Read The Best of Connie Willis: Award-Winning Stories Page 4


  I turned and looked. A short roundish man with a mustache was trying to check in. “No,” I said. “That’s Dr. Onofrio.”

  “Oh, yes,” Abey said, consulting his program book. “He’s speaking tonight at the opening ceremonies. On the Heisenberg uncertainty principle. Are you going?”

  “I’m not sure,” I said, which was supposed to be a joke, but Abey didn’t laugh.

  “I must meet Dr. Gedanken. He’s just gotten funding for a new project.”

  I wondered what Dr. Gedanken’s new project was—I would have loved to work with him.

  “I’m hoping he’ll come to my workshop on the wonderful world of quantum physics,” Abey said, still watching the desk. Amazingly enough, Dr. Onofrio seemed to have gotten a key and was heading for the elevators. “I think his project has something to do with understanding quantum theory.”

  Well, that let me out. I didn’t understand quantum theory at all. I sometimes had a sneaking suspicion nobody else did, either, including Abey Fields, and that they just weren’t willing to admit it.

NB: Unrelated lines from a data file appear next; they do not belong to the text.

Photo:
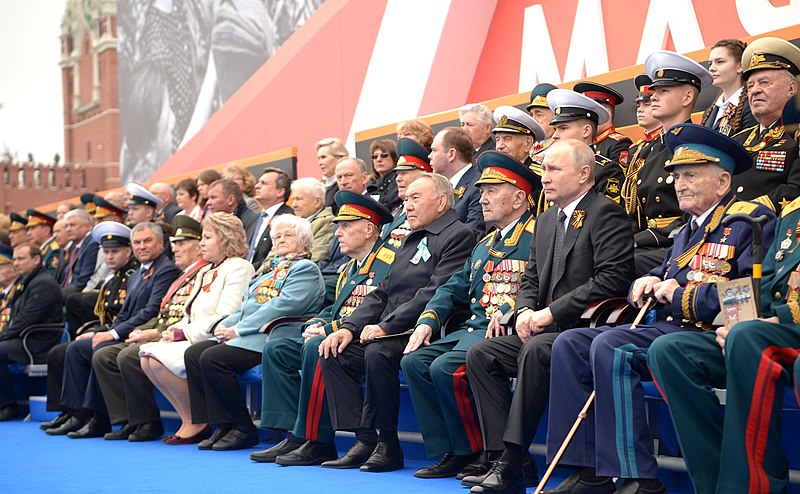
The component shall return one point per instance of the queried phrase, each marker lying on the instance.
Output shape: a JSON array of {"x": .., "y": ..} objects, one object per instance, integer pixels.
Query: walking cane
[{"x": 582, "y": 415}]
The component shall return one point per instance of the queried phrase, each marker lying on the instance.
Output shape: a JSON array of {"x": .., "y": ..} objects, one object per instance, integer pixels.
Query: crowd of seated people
[{"x": 521, "y": 218}]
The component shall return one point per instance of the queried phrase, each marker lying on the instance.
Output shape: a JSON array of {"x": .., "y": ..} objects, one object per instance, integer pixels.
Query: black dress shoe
[
  {"x": 269, "y": 455},
  {"x": 310, "y": 453},
  {"x": 9, "y": 412},
  {"x": 354, "y": 458},
  {"x": 149, "y": 431},
  {"x": 574, "y": 485},
  {"x": 478, "y": 468},
  {"x": 448, "y": 466},
  {"x": 72, "y": 424},
  {"x": 633, "y": 486},
  {"x": 121, "y": 433},
  {"x": 501, "y": 479},
  {"x": 56, "y": 422},
  {"x": 218, "y": 434},
  {"x": 95, "y": 427},
  {"x": 237, "y": 439},
  {"x": 386, "y": 458}
]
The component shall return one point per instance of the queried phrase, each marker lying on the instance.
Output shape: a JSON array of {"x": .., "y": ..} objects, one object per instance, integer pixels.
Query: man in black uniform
[
  {"x": 39, "y": 301},
  {"x": 648, "y": 192},
  {"x": 770, "y": 67},
  {"x": 581, "y": 252},
  {"x": 608, "y": 142},
  {"x": 437, "y": 246},
  {"x": 115, "y": 239},
  {"x": 578, "y": 117}
]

  I mean, an electron is a particle except it acts like a wave. In fact, a neutron acts like two waves and interferes with itself (or each other), and you can’t really measure any of this stuff properly because of the Heisenberg uncertainty principle, and that isn’t the worst of it. When you set up a Josephson junction to figure out what rules the electrons obey, they sneak past the barrier to the other side, and they don’t seem to care much about the limits of the speed of light, either, and Schrödinger’s cat is neither alive nor dead till you open the box, and it all makes about as much sense as Tiffany’s calling me Dr. Gedanken.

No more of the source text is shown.